Essential Checklist for Designing Clean Python Library APIs
This article distills key recommendations from a 2017 PyCon talk into a practical checklist for building Python library APIs, covering simplicity, consistency, flexibility, and security to help developers create intuitive, reliable, and well‑structured interfaces.
Simplicity
Include simple client code examples in the README, as Pendulum does.
Minimize redundant code; count the lines from the start of a file to the actual API call.
Provide clear use‑case documentation, e.g., the Python‑Social‑Auth use‑cases page.
Offer sensible default values based on common usage patterns.
Place the most frequently used parameters first and group similar ones together.
Avoid copying raw source snippets into the API.
Prevent ambiguous parameter names and prefer built‑in types over custom ones when possible.
Consistency
Follow Python naming conventions (PEP 8) and use tools like flake8 to enforce them.
Maintain consistent terminology, ordering, abbreviations, underscores, singular/plural forms, and boolean naming.
Define and use a uniform representation for null values (None, False, [], "", 0) and beware of surprising truthiness.
Keep parameter order consistent across similar functions, e.g., datetime constructors.
Ensure similar behaviors have similar interfaces, such as numbers.sort() vs sort(numbers) .
Flexibility
Reduce overall discontinuity by ensuring each class has a single responsibility; split classes that handle multiple concerns.
Break functions that perform multiple actions (containing "and") into smaller functions, unless performance considerations dictate otherwise.
Avoid hidden parameters; expose all necessary arguments to the user.
Provide comprehensive information in API responses, handling all relevant cases.
Support thorough testing, including mocking of low‑level functions when needed.
Offer layered abstractions, from simple decorators like @app.task to customizable task classes.
Leverage Python idioms: properties for getters/setters, magic methods for operator overloading, __repr__ for debugging, context managers for resource handling, decorators for registration, iterators, generators, asyncio for async work, and built‑in collections.
Security
Audit documentation for warning words (e.g., "warning", "careful") and revise code to improve safety.
Use the built‑in warnings module to emit runtime warnings.
Explicitly handle unsafe behaviors, avoiding ambiguous defaults like fileds = None .

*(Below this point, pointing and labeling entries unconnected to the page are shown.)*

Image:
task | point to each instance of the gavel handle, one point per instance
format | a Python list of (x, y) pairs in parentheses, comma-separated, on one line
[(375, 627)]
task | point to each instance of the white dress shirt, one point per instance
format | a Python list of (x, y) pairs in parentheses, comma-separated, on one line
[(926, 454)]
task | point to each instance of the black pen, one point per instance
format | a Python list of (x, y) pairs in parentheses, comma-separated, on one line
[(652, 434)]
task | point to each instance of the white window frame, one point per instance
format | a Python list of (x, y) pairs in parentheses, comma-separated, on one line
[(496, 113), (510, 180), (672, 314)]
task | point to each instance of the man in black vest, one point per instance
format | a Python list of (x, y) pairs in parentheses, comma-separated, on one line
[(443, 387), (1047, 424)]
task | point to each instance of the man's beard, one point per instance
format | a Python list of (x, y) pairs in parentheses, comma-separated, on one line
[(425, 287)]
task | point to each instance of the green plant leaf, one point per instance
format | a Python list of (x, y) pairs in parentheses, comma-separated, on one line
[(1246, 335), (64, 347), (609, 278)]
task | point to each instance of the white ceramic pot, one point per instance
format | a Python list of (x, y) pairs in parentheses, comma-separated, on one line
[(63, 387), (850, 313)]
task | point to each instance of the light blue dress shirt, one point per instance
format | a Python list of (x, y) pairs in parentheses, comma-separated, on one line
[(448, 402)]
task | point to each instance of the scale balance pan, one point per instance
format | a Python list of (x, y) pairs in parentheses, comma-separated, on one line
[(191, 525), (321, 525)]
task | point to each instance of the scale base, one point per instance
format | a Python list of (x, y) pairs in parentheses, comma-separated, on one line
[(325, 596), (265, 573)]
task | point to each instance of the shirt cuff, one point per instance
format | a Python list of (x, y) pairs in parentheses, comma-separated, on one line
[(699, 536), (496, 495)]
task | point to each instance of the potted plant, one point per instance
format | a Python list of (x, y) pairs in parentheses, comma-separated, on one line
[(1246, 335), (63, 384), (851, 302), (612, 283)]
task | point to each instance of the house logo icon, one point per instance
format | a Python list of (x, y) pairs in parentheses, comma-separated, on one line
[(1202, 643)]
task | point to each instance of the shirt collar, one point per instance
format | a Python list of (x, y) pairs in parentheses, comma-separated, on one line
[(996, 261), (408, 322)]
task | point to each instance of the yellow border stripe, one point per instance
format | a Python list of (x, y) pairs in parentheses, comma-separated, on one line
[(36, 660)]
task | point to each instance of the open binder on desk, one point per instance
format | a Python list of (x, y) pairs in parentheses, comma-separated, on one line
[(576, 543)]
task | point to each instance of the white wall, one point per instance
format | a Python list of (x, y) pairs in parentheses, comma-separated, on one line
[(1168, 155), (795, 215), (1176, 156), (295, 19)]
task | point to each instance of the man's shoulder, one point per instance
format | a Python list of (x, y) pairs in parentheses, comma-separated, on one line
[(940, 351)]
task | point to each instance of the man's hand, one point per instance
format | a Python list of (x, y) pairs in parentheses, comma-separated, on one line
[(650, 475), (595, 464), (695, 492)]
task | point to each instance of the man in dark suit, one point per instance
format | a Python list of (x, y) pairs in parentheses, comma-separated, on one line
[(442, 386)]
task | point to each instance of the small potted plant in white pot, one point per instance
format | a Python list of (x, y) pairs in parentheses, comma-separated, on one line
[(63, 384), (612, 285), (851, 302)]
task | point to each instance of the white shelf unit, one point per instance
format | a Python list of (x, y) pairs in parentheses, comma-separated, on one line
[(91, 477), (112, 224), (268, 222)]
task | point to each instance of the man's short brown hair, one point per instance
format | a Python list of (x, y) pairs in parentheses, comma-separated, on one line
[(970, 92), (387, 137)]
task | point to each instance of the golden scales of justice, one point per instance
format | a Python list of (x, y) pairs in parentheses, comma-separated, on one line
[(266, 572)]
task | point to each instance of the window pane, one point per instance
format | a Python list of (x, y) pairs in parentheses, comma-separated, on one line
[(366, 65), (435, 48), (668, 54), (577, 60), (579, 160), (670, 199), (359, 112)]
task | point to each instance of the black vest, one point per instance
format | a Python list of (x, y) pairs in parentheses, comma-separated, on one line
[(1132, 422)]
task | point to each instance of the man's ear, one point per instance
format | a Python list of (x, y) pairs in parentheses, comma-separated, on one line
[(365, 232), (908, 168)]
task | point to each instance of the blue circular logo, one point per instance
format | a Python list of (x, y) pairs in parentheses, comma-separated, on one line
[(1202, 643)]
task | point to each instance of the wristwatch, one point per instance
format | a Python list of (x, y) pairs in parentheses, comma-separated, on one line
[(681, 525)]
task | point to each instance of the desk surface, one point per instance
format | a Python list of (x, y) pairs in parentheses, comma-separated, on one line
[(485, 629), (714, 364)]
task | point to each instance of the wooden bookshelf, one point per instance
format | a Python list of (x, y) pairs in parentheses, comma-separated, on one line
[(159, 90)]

Prefer explicit registration functions or decorators over implicit name‑based linking.
Do not rely on call order; use with statements where appropriate.
Raise clear exceptions (e.g., ValueError for invalid formats, TypeError for incompatible types) with informative messages.
Conclusion
The checklist aims to make simple tasks straightforward, turn complex problems into manageable solutions, and eliminate errors permanently when designing Python library APIs.